EMSA DER HIRTE

……Glück gehabt, heut haben wir einen guten Schlafplatz gefunden, windgeschützt und versteckt zwischen zwei Hügeln, hier wird uns niemand stören.

Doch dann hören wir plötzlich Schafe und flüchten uns ins Dachzelt, weil wir jeglichen Kontakt mit den Hirtenhunden, die selbst Autos angreifen, vermeiden wollen.

Wir beobachten, wie die Schafsherde an unsrem Nest vorbeizieht, für den Schäfer bleiben wir erst einmal unentdeckt.

Doch plötzlich steht er vor uns und ist überrascht hier ein Auto vorzufinden und dann noch mit so einem Ding auf dem Dach, aus dem zwei Köpfe rausgucken.

Er fuchtelt aufgeregt um sich und wir verstehen, dass Emsa uns in sein „Dorf“, zu sich nach Hause, zum Essen einladen will und dass wir dort schlafen sollen.

Eigentlich hatten wir grad gegessen und der Platz war uns auch sehr recht, aber wir stimmen letztendlich zu.

Eine gute Entscheidung! Im Dorf angekommen muss Emsa erst einmal die scharfen Hirtenhunde beruhigen, die ihr Revier bis aufs Blut verteidigen und davon gibt es 20 Stück für 5 Hütten. Er wird uns in der Zeit im Dorf jedes Mal begleiten um uns vor den Hunden zu schützen.

Die Hütten werden von einer Sippe bewohnt. Oma, Mutter und Vater, die drei Söhne mit ihren Frauen und Kindern und Emsa mit seiner Freundin.

Die Männer sind Hirten, sie hüten 2000 Schafe, schlachten sie und fahren ab und zu in die Stadt nach Tiflis um ihre selbstgemachten Lebensmittel zu verkaufen.

Die Frauen sind für die Kühe zuständig (150 Stück) und stellen all diese wunderbaren Leckerbissen der georgischen Küche her.

Wie wir das erfahren haben ohne georgisch oder russisch zu können? Da wurde auf die Frau gezeigt, dann „muhhh“ gemacht, dann auf das leckere Joghurt: Ist das „muhhh“ oder „mähhh“ usw.

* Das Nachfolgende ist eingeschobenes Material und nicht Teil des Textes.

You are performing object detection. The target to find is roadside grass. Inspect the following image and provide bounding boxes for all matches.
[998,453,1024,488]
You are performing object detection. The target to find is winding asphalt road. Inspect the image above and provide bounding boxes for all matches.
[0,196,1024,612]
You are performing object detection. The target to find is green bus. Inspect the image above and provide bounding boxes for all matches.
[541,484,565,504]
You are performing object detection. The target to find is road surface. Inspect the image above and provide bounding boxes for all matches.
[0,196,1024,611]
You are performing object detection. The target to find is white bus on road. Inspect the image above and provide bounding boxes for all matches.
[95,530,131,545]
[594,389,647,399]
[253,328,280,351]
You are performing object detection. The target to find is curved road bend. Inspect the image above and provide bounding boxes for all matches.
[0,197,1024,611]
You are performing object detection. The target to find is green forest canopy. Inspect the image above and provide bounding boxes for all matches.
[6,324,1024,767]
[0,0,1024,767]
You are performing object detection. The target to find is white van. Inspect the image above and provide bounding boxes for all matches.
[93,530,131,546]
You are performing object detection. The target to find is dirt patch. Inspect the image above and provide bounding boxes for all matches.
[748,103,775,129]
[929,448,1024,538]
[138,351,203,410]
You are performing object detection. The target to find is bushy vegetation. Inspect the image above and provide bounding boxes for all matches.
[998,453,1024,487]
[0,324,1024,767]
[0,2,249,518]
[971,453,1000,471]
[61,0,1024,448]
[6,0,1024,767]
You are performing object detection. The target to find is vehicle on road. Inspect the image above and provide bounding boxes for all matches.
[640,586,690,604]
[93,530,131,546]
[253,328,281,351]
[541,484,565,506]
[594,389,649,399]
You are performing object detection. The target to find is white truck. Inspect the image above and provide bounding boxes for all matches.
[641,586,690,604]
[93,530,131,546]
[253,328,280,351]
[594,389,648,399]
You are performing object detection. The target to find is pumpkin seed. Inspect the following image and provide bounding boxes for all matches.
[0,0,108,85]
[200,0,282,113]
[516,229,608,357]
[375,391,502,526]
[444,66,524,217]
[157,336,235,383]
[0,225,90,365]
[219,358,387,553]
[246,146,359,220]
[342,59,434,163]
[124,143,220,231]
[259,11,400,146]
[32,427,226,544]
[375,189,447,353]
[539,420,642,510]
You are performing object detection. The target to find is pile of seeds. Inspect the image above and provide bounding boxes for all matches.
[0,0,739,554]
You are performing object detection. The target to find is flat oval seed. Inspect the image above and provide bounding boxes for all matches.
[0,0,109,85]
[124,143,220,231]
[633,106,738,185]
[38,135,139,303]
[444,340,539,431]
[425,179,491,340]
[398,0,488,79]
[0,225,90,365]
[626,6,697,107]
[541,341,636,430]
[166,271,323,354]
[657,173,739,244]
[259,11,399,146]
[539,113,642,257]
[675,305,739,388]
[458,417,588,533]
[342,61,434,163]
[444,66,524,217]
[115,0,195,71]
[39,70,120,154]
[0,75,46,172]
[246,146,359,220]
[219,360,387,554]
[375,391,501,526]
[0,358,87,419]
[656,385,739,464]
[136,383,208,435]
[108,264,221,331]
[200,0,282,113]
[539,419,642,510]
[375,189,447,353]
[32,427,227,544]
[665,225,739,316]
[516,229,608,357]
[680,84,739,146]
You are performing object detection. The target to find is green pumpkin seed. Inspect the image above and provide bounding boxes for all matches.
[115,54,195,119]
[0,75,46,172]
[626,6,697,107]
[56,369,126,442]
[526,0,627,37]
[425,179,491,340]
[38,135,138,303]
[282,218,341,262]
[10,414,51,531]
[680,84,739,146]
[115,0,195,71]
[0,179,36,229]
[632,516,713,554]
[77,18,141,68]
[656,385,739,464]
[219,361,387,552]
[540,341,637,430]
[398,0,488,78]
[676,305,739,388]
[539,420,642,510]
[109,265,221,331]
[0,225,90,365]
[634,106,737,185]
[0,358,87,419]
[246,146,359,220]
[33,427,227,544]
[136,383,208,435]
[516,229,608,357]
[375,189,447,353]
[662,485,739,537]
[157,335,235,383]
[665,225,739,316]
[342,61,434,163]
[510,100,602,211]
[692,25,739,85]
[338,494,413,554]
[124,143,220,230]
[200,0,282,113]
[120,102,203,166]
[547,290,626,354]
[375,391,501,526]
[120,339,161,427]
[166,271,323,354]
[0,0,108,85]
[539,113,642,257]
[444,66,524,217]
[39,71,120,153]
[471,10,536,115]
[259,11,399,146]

Da saßen wir nun in der Hütte, die sehr gemütlich war, zwei Betten, ein Holzofen, ein Regal, ein Tisch und Stühle. Das Dorf hatte so langsam mitbekommen, dass Emsa irgendwen mitgebracht hatte und so schauten nach und nach die Kinder des Dorfes mit ihren Köpfen durch die Tür, einige erschraken und versteckten sich gleich wieder, andre trauten sich rein und beäugten uns erst einmal.

Der Tisch wurde flink gedeckt….Brot, Butter, Käse, Joghurt, Fleisch, Himbeeren und Sahne. Was für ein Schmaus!

Die Hütte wurde immer voller, einer nach dem andren kam auf ein Glas Chai-Tee vorbei, zu späterer Stunde war dann die ganze Sippe in einem Zelt und obwohl keiner die Sprache des anderen konnte, war es ein sehr geselliger und lustiger Abend.